Miedos


Concha Pelayo

Escribe García Márquez en su relato "Ojos de perro azul", "Yo estaba solo en la casa, sentado en el rincón, esperando. Y había aprendido a distinguir el rumor de la madera en descomposición, el aleteo del aire volviéndose viejo en las alcobas cerradas..." Yo también estoy sola, sentada en mi terraza, con los ojos cerrados, mientras me dejo acariciar por el sol. Presiento el hermoso jardín que tengo enfrente, que bordea la muralla medieval, que cobija, a su vez, al castillo. Estoy aprendiendo a distinguir los trinos de las aves que revolotean entre los árboles, que se posan en un abeto, en un lilo, en un almendro. o se cuelan en el interior de los huecos de la muralla. Distingo el castañetear de los picos de las cigüeñas anidadas en la espadaña de la iglesia, junto a la Catedral. Pero también estoy aprendiendo a distinguir los miedos, porque unos son diferentes a otros. Tengo miedo a saber qué va a para con el virus que me tiene confinada en casa, a no saber qué va a ocurrir o si lo voy a contraer; un miedo que se mezcla con el dolor porque está causando mucho dolor, mucha muerte. Un miedo a lo desconocido. Tengo miedo, también, a contraer la enfermedad de Alzheimer. Mi genética es de altísimo riesgo, Dos casos muy cercanos en mi familia. Este miedo, por conocido, es muy perverso y me deja un tanto descolocada. Miedo, cómo no, a que vuelva a mi organismo lo que tanto temo y que conseguí erradicar. Este es un miedo que, aunque cargado de razón, se me antoja irracional. Sí, me doy cuenta de que hay muchas clases de miedos que conviven en el interior de cada cual.

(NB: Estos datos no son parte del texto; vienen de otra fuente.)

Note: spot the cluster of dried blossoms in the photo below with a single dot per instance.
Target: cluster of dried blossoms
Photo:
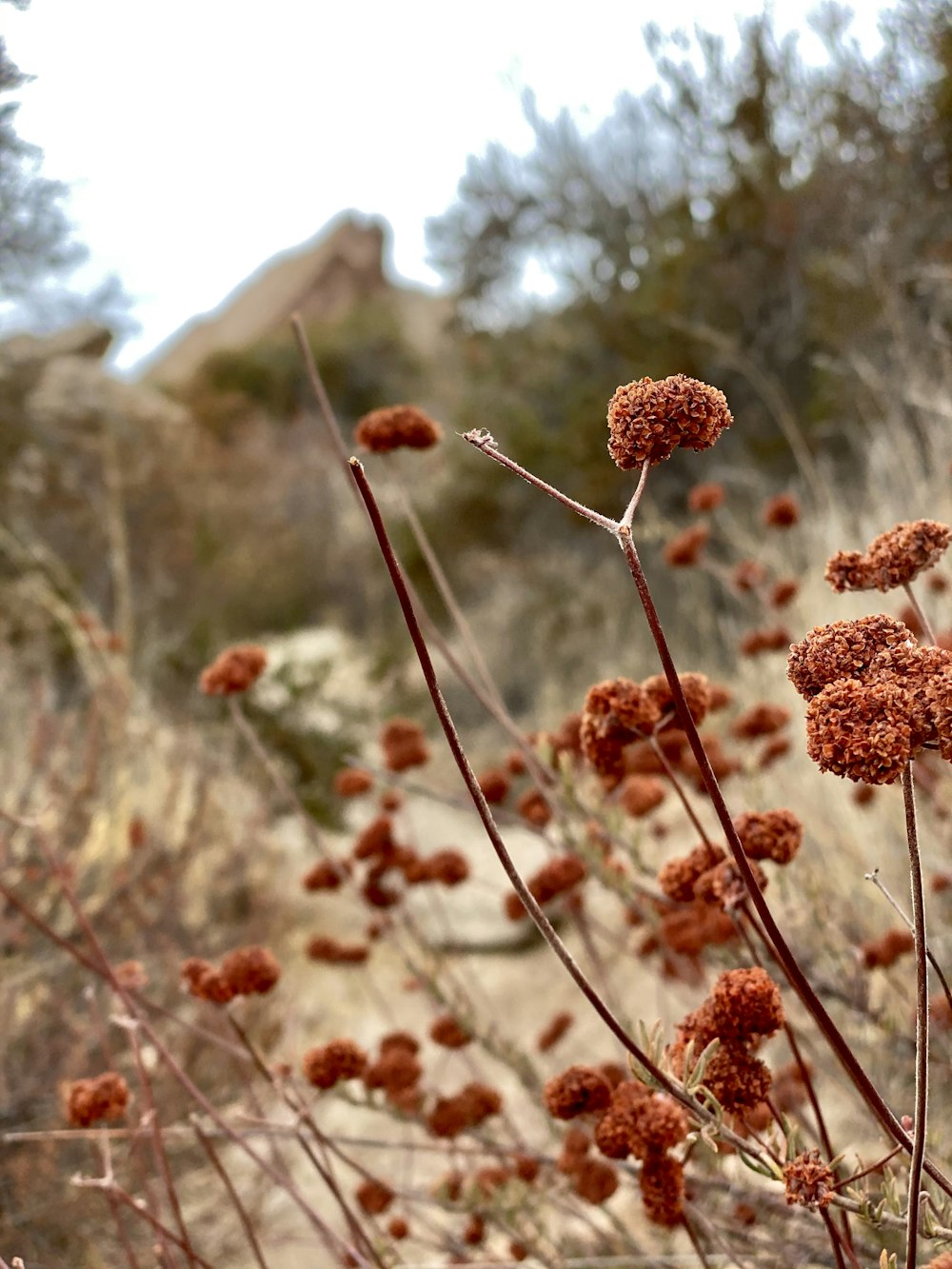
(396, 426)
(891, 560)
(243, 972)
(627, 1120)
(234, 670)
(875, 697)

Pero hay otro tipo de miedo, un miedo lúdico, festivo, así lo definiría yo, que es cuando, por voluntad propia, hacemos cosas atrevidas, osadas, que por edad o circunstancia no se espera que hagamos; como el miedo que sentí al borde del Atlántico en Portugal, hace dos años, al lanzarme al vacío en parapente. Todavía me entran sudores cuando me acuerdo. Sentía miedo cuando me ataban a aquel artilugio volador mientras preguntaba nerviosa qué es lo que tenía que hacer. Nada, me decían divertidos, entre risas. Miedo cuando ya, al borde del abismo noté cómo empujaban el artefacto y de pronto, me sentí en el aire, volando. Miedo que se disipó cuando toqué tierra y me sentí libre, segura. La adrenalina, en ese momento, fue la verdadera protagonista. Fue aquél, un miedo de azar, un juego. Hay que jugar para ganar. Y yo quería jugar con mi propio miedo.